Swail's remarkable life was lost to history until the early 1970s when a trunk with his personal papers was found in a trash pile at Brooks and Main Streets in Kingstree. The contents, which were sold to local historian Samuel E. McIntosh who made copies available to the Williamsburgh Historical Society, revealed a treasure trove of records that included documents from the 54th Massachusetts Regiment, electoral records, and correspondence; an extremely valuable find of historical significance. Jenkinson would also research, finding Swails' obituary dated May 1900, which appeared on the front page of The County Record, predecessor of The News.
In 1863, Swails, a free black was living in Elmira, New York joined the 54th Massachusetts Infantry. As a Union soldier, he fought in the Battery Wagner (made famous in the 1990 movie "Glory," the Battle of Olustee, and marched through Williamsburg County in 1865 at the time of the Battle of Boykin's Mill. He was wounded in two battles and was cited for bravery in both. In March 1865, he was commissioned as a 2nd Lieutenant.

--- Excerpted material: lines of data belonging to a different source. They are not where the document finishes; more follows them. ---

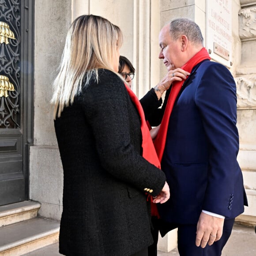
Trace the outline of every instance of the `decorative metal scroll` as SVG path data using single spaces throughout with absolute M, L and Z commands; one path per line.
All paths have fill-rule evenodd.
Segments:
M 0 128 L 20 127 L 19 0 L 0 0 Z

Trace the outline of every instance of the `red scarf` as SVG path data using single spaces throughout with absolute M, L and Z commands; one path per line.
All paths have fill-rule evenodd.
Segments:
M 211 57 L 205 48 L 203 48 L 194 55 L 187 63 L 181 67 L 181 68 L 191 73 L 193 68 L 204 60 L 211 60 Z M 181 81 L 177 81 L 173 83 L 159 130 L 154 141 L 154 147 L 160 162 L 166 145 L 170 116 L 177 96 L 184 81 L 185 80 Z
M 150 163 L 157 167 L 160 168 L 160 163 L 154 149 L 153 141 L 151 138 L 148 127 L 145 119 L 145 115 L 142 106 L 137 96 L 125 84 L 125 87 L 131 98 L 137 108 L 141 119 L 141 133 L 142 135 L 142 156 Z M 151 214 L 153 216 L 159 216 L 155 203 L 152 202 L 152 196 L 150 196 L 151 203 Z

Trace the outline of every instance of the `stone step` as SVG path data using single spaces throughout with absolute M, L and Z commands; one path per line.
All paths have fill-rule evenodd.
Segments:
M 59 243 L 55 243 L 33 251 L 31 252 L 23 254 L 23 256 L 60 256 L 60 255 L 62 255 L 62 254 L 59 253 Z
M 32 201 L 0 206 L 0 227 L 35 218 L 40 207 Z
M 0 255 L 18 256 L 56 243 L 58 222 L 35 218 L 0 228 Z

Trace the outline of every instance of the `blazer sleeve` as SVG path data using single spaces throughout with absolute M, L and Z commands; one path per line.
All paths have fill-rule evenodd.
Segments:
M 209 149 L 208 181 L 203 209 L 228 216 L 230 196 L 241 175 L 237 161 L 239 137 L 236 87 L 230 71 L 208 66 L 200 81 L 195 100 L 201 116 Z
M 158 100 L 153 88 L 140 100 L 146 120 L 148 121 L 151 126 L 157 126 L 161 123 L 170 90 L 170 88 L 166 91 L 161 108 L 160 107 L 162 104 L 162 100 L 161 98 Z
M 129 125 L 129 96 L 121 79 L 113 73 L 112 76 L 103 83 L 90 87 L 82 102 L 99 161 L 116 178 L 141 191 L 149 188 L 153 190 L 151 195 L 155 196 L 164 186 L 165 175 L 135 150 Z

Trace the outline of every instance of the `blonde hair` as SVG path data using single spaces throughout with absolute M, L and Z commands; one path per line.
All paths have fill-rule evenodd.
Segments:
M 114 60 L 118 64 L 117 49 L 122 41 L 119 27 L 102 17 L 84 15 L 73 21 L 53 83 L 54 117 L 60 117 L 64 108 L 73 103 L 83 83 L 88 85 L 92 77 L 98 82 L 98 68 L 114 72 Z

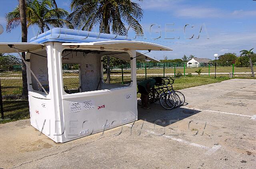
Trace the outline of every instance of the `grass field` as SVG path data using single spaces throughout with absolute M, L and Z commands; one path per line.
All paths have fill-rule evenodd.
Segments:
M 176 90 L 180 90 L 194 86 L 220 82 L 229 79 L 229 78 L 227 77 L 218 77 L 214 79 L 214 77 L 209 77 L 207 76 L 182 77 L 175 79 L 174 86 Z M 5 123 L 30 118 L 28 101 L 6 100 L 4 100 L 3 104 L 5 117 L 10 118 L 11 120 L 0 122 L 0 123 Z

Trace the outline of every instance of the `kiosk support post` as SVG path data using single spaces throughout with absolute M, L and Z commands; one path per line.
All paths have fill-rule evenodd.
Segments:
M 3 107 L 3 100 L 2 97 L 2 90 L 1 88 L 1 79 L 0 79 L 0 108 L 1 109 L 1 118 L 4 119 L 4 108 Z
M 124 66 L 122 65 L 122 84 L 124 84 Z

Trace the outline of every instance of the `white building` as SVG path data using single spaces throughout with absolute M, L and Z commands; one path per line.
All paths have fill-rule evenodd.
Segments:
M 187 62 L 187 67 L 200 67 L 208 65 L 211 59 L 207 58 L 194 57 Z

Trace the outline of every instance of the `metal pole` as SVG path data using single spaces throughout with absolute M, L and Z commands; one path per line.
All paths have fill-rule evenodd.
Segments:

Swails eventually settled in the state where he once did battle. After the Civil War, he located to Charleston where he married and became an agent for the Freedman's Bureau, which assisted newly freed slaves. In 1867, he was assigned to Williamsburg County.

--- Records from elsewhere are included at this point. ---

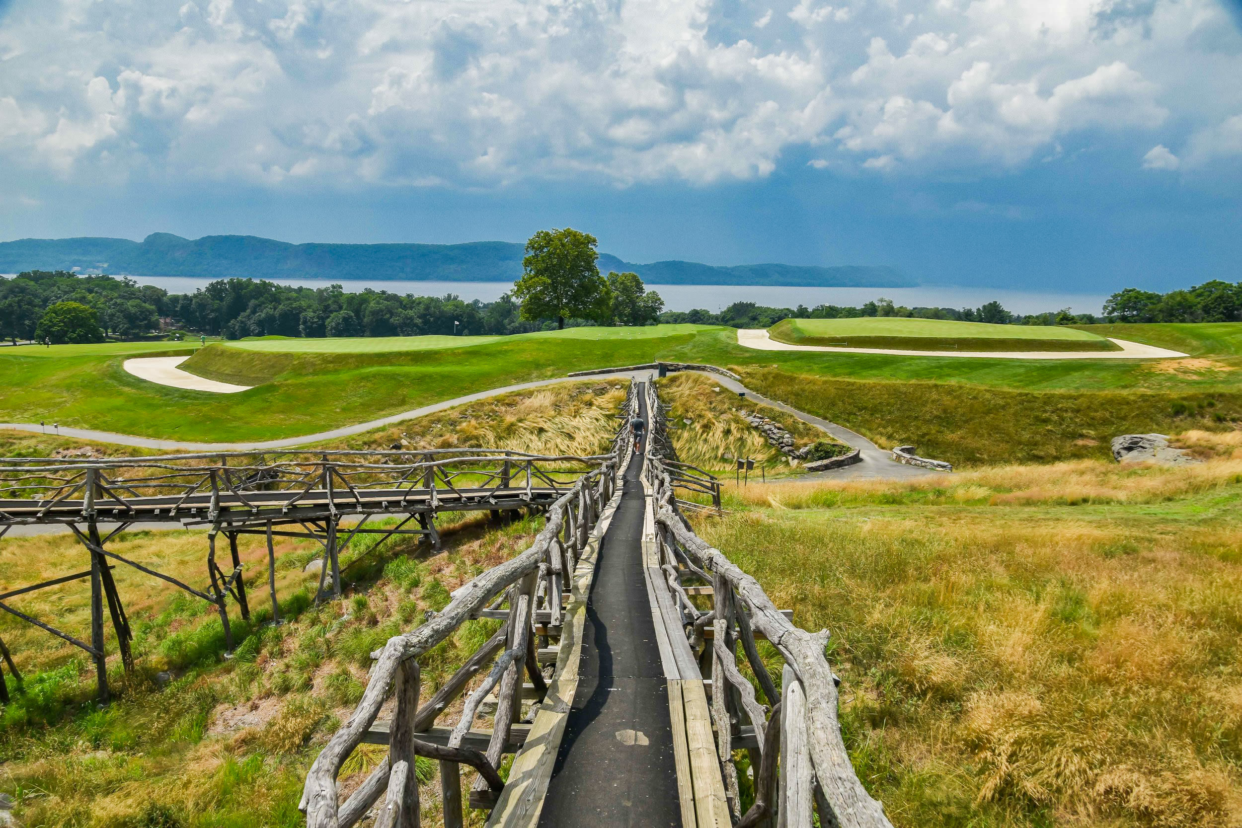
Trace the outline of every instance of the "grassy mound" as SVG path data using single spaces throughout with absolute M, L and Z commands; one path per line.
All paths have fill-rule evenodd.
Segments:
M 318 608 L 310 606 L 314 582 L 302 567 L 322 549 L 277 539 L 286 622 L 278 627 L 265 624 L 271 611 L 263 539 L 241 536 L 253 617 L 243 623 L 231 605 L 237 648 L 227 660 L 212 605 L 163 582 L 153 587 L 149 576 L 118 566 L 138 669 L 124 677 L 109 638 L 117 698 L 104 709 L 92 701 L 94 669 L 81 650 L 6 614 L 0 634 L 26 677 L 25 693 L 10 685 L 14 700 L 0 708 L 0 790 L 15 799 L 17 823 L 304 826 L 297 803 L 306 773 L 361 698 L 369 653 L 417 627 L 427 611 L 442 610 L 450 591 L 529 546 L 542 525 L 528 519 L 494 529 L 481 516 L 443 518 L 446 549 L 435 555 L 410 538 L 354 539 L 343 560 L 350 595 Z M 125 533 L 112 545 L 191 583 L 202 578 L 202 531 Z M 37 576 L 43 566 L 73 571 L 82 555 L 65 535 L 0 540 L 0 565 L 15 578 Z M 87 592 L 81 585 L 43 590 L 24 596 L 24 608 L 87 636 Z M 467 621 L 421 659 L 424 686 L 442 684 L 498 626 Z M 171 682 L 156 680 L 158 670 L 169 672 Z M 347 790 L 386 752 L 365 745 L 355 751 L 340 772 Z M 425 824 L 438 824 L 436 763 L 420 758 L 417 775 Z M 468 786 L 471 776 L 463 781 Z
M 785 319 L 769 335 L 791 345 L 961 351 L 1108 351 L 1119 346 L 1074 328 L 990 325 L 948 319 L 866 317 Z
M 1242 819 L 1240 479 L 1217 461 L 785 483 L 696 524 L 832 632 L 846 745 L 898 828 L 1223 828 Z
M 792 434 L 795 448 L 835 443 L 831 436 L 797 417 L 739 397 L 702 374 L 674 374 L 661 380 L 660 394 L 671 406 L 669 436 L 678 458 L 702 469 L 732 469 L 738 457 L 755 459 L 774 472 L 790 468 L 785 454 L 744 415 L 758 413 L 776 422 Z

Swails served as Kingstree Mayor and served as a SC senator in 1868, including two terms as president pro tem. While a senator, he was elected a University of South Carolina Trustee. Swails was a delegate to the 1868, 1872 and 1876 Republican national conventions. He became a member of the US Electoral College, and published the Williamsburg Republican. He also joined the bar and opened a law firm. His partner was a white Confederate Army veteran. However, Swails was no stranger to discrimination. After Reconstruction, a white mob tried to assassinate him, which lead to his resigning from local office. Swails would later work in Washington and commute back and forth while his family continued to live in Kingstree.
Jenkinson's presentation to council was boosted by another Kingstree native. Joseph McGill is also a member of the African American Historical Alliance. McGill has worked at the Penn Center, the African American Museum of Iowa and as a field officer for the National Trust for Historic Preservation. In November of 2013, he became a historical consultant with Magnolia Plantation and has spent the majority of his time as the founder of the Slave Dwelling Project. "Because Senator Swails was such a historic figure from Williamsburg County and the only politician to serve as president pro tem of our senate we believe a substantial donation from our county should be forthcoming," said McGill who was dressed in authentic Union soldier attire. "I often put on this uniform in honor of the 200,000 African-Americans that served for the Union during the Civil War. Men - who some were free even before the Civil War - put on this uniform and endured all that they had to endure within their own Union Army just to be soldiers, not to mention what they had to face, facing the Confederate foes."
In 1998, the Williamsburgh Historical Society, in a ceremony erected a historical marker at the location of the Swails home on Main Street across from St. Ann's Catholic Church. In 2006, Swails' unmarked grave was discovered in Charleston. A ceremony hosted by the alliance and other historical groups marking the gravesite with a blue granite monument included a cannon salute and Citadel cadets and Civil War re-enactors in attendance; a proper denouement to an extraordinary man who faced battles and bigotry to become an American hero.